The Formula You Actually Need
Here's the clean version you should memorize:
| Function | Derivative | Condition |
|---|---|---|
| d/dx[ln(y)] | (1/y) · dy/dx | y is a function of x |
| d/dy[ln(y)] | 1/y | Taking derivative with respect to y |
| d/dx[ln(f(x))] | f'(x)/f(x) | f(x) is the inner function |
The third row is the most useful in practice. When you have ln(something), the derivative becomes (derivative of something) divided by (something itself).
Step-by-Step: How to Actually Do This
Example 1: Basic Implicit Differentiation
Find d/dx[ln(y)] when y = x³ + 2x
Step 1: Apply the chain rule formula
d/dx[ln(y)] = (1/y) · dy/dx
Step 2: Find dy/dx
dy/dx = 3x² + 2
Step 3: Substitute
d/dx[ln(y)] = (1/(x³ + 2x)) · (3x² + 2)
Simplify if the problem asks for it.
Example 2: Solving for dy/dx
Given: ln(y) = x² + 3y
Find dy/dx.
Step 1: Differentiate both sides
(1/y) · dy/dx = 2x + 3 · dy/dx
Step 2: Collect dy/dx terms on one side
(1/y) · dy/dx - 3 · dy/dx = 2x
Step 3: Factor out dy/dx
dy/dx · (1/y - 3) = 2x
Step 4: Solve
dy/dx = 2x / (1/y - 3) = 2xy / (1 - 3y)
That's your answer. No motivational quotes about persistence.
Common Mistakes That Will Cost You Points
- Forgetting the chain rule entirely. Some students write d/dx[ln(y)] = 1/y. Wrong. That's only correct when differentiating with respect to y.
- Dropping the dy/dx term. If y is a function of x, you must track how y changes with x.
- Not simplifying. Leaving answers as (1/y)·dy/dx when you've already defined dy/dx is lazy. Substitute or solve.

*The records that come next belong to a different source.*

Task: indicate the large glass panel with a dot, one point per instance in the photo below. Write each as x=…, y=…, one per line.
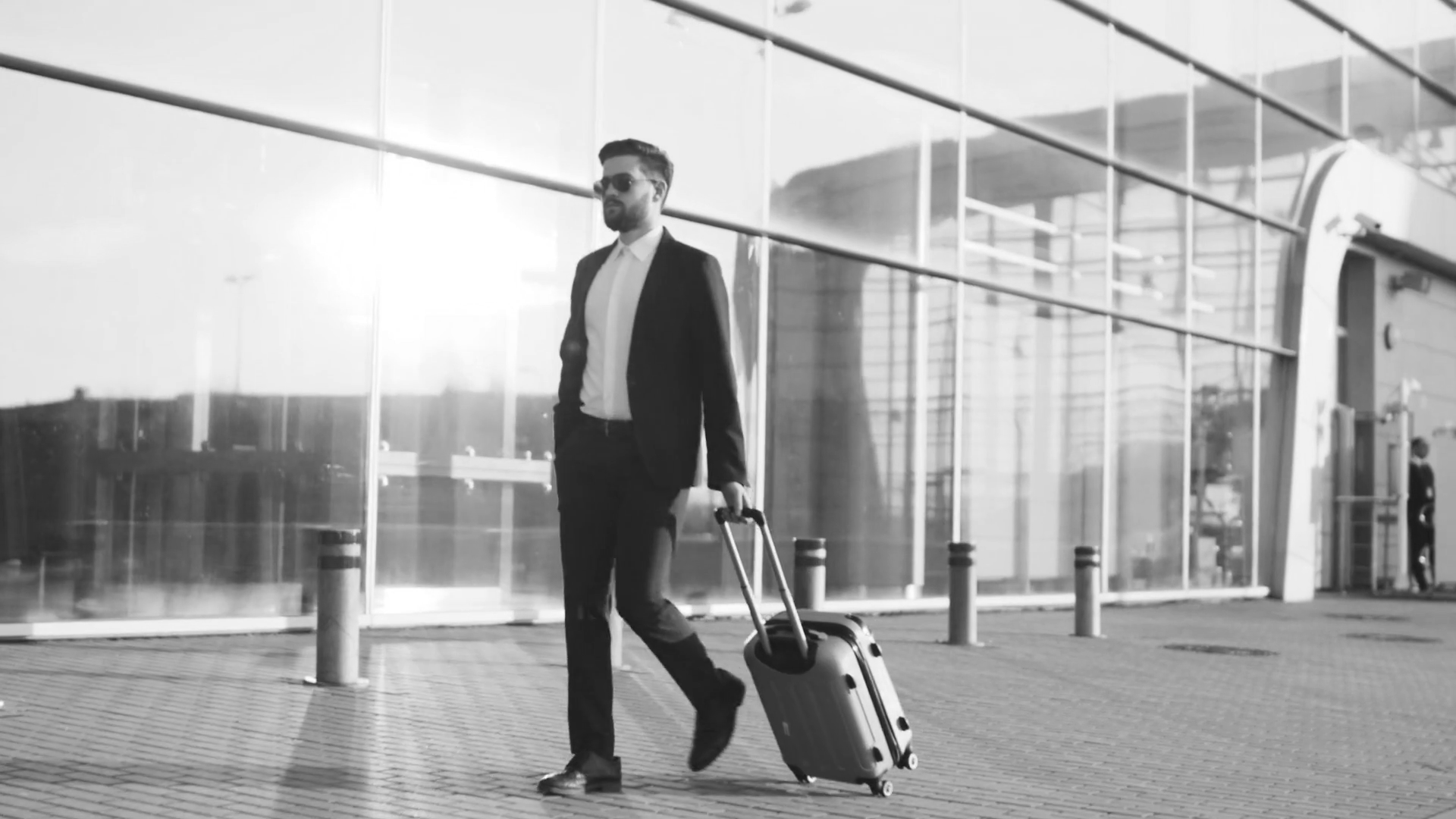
x=1164, y=19
x=918, y=42
x=1289, y=145
x=1272, y=450
x=881, y=183
x=1149, y=238
x=1276, y=290
x=475, y=302
x=1436, y=24
x=1150, y=127
x=1220, y=36
x=1225, y=134
x=1033, y=439
x=503, y=83
x=1223, y=271
x=1038, y=61
x=1299, y=58
x=1220, y=504
x=1435, y=143
x=1382, y=104
x=1388, y=24
x=313, y=61
x=1036, y=218
x=704, y=105
x=845, y=398
x=747, y=11
x=1147, y=506
x=185, y=356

- Domain errors. ln(y) is only defined for y > 0. If your answer gives y ≤ 0, something went wrong.
Quick Reference Table
| Function | Derivative |
|---|---|
| ln(x) | 1/x |
| ln(f(x)) | f'(x)/f(x) |
| ln(y) where y = g(x) | g'(x)/g(x) |
| e^ln(y) | y (simplifies completely) |
| ln(e^x) | 1 (simplifies to x, derivative is 1) |
When You'll Actually Use This
Logarithmic differentiation shows up in:
- Finding derivatives of products with many factors like x⁵(x+1)⁴/(x-2)³
- Calculus problems involving exponential growth and decay
- Economics problems with elasticities
- Any situation where the variable appears both as a base and exponent
For products and quotients with mixed exponents, take ln of both sides first, differentiate, then solve. It turns complicated quotient rules into simple addition and subtraction.
Bottom Line
The derivative of ln(y) with respect to x is (1/y) · dy/dx. Apply the chain rule. Track your inner derivative. Don't forget that y is a function of x unless told otherwise.
That's the whole thing. No more to memorize.